I'll bet I've packed 50 set of wheel bearings & I don't think I could do a set in less than 5 hours.
5 hours is way too much time to pack wheel bearings.
That's just one step in the job of changing brake rotors on an '80-96 Bronco, and it doesn't take me 2 hrs to do that whole job in someone else's driveway.
I have both, but I highly recommend the 2nd type:
This & the NEXT few show its use:
https://www.supermotors.net/vehicles/registry/media/150156
If a bolt is rusted and can’t easily be taken out, that may take an extra hour but not 5.
How many things are attached by 1 bolt? And if 1 bolt is rusted to #3!!, probably all of them are. So if each rusty bolt takes an extra hour or 2, it adds up.

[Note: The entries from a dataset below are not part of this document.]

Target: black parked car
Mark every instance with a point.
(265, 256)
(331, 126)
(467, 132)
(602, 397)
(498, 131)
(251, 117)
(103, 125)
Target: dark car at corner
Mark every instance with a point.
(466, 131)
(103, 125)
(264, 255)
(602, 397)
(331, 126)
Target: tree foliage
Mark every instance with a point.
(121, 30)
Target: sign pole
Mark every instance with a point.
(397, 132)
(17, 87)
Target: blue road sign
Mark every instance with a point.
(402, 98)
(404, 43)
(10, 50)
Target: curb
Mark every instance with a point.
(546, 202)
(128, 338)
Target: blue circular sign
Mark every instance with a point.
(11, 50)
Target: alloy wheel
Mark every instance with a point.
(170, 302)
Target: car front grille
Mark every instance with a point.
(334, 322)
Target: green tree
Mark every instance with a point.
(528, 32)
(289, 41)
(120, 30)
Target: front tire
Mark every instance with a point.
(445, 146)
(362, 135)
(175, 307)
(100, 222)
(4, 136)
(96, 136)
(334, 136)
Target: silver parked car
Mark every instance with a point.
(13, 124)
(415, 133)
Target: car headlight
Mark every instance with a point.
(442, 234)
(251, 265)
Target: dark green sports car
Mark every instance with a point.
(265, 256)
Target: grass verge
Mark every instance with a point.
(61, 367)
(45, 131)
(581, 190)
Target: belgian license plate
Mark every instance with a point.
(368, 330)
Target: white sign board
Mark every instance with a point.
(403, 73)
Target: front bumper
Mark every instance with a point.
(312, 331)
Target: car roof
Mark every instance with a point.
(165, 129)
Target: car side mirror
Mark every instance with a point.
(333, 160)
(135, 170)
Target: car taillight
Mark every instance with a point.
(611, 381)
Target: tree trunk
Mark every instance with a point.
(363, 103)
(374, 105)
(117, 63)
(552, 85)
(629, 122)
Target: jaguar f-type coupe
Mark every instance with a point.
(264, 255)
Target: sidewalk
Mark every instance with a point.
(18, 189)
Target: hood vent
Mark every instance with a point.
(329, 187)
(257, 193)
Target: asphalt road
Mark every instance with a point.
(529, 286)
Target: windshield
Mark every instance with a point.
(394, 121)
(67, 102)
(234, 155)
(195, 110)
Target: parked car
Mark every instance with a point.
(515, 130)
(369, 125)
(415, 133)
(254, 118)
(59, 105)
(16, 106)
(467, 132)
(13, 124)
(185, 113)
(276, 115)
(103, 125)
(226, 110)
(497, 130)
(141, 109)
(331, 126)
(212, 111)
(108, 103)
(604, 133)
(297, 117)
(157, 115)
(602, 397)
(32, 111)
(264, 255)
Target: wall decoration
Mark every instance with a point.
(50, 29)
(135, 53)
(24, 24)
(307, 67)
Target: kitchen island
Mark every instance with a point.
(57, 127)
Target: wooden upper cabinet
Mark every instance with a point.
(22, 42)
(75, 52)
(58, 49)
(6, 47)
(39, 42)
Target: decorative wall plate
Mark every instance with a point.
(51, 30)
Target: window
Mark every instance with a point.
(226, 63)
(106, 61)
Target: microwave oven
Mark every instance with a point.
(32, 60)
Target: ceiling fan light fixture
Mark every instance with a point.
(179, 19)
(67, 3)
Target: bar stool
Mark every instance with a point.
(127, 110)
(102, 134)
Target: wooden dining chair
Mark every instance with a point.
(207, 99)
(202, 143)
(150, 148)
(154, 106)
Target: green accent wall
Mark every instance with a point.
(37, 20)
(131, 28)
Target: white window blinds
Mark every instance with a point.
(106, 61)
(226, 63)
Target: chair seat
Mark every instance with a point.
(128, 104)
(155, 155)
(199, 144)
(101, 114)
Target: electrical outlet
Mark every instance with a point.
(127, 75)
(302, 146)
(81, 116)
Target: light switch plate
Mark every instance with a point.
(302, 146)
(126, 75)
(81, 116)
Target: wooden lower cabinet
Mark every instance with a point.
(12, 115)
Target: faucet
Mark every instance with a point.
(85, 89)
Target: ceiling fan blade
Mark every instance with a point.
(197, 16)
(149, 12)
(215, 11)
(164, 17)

And you also have to consider incidental extra labor - some frozen bolts require a torch to remove, and that can mean additional unrelated repair labor & parts. Either to R&I things that can't tolerate the torch, or to replace things damaged by that heat. The shop can either prepare you in advance by telling you "yeah, we can change out that engine mount, but we might also have to replace the exhaust manifolds & Y-pipe", OR they can tell you later "yeah, we got that engine mount changed for ya, but the bolts were rusted so badly that we had to pull the manifolds to extract them, and the Y-pipe broke apart when we were taking it loose." Which would you prefer? Either way: a pro can make an educated guess as to how much extra labor will be involved in doing an "apparently-simple" job on an antique off-road truck with who-knows-how-many latent problems. But even an educated guess can be off by hours.
So I'm still
NOT discouraging anyone from posting what a particular job cost - I'm just saying that NO ONE should attempt to "bully" his local shop into letting an internet discussion dictate its pricing. You'll only come away feeling foolish.
If you want to DIY, go for it. But be prepared for all the unknowns that can (& usually DO) crop up when working on a well-used (AB-used?) antique work truck.
If you DON'T want those headaches, find a pro you trust to do it the way you want it done, ask him what HE thinks it'll cost you for him to do it, and ask him what he THINKS would be the maximum increase to that price if all hell breaks loose. Then be prepared to pay him for the work he did correctly (including unforseen work that was incidental to the work you requested). If you think he inflated the bill, don't go back. If you think he ripped you off, try to find some other pro who'll testify to it in your lawsuit.
If neither of those appeals to you, sell your eB & buy a new Escape with a warranty.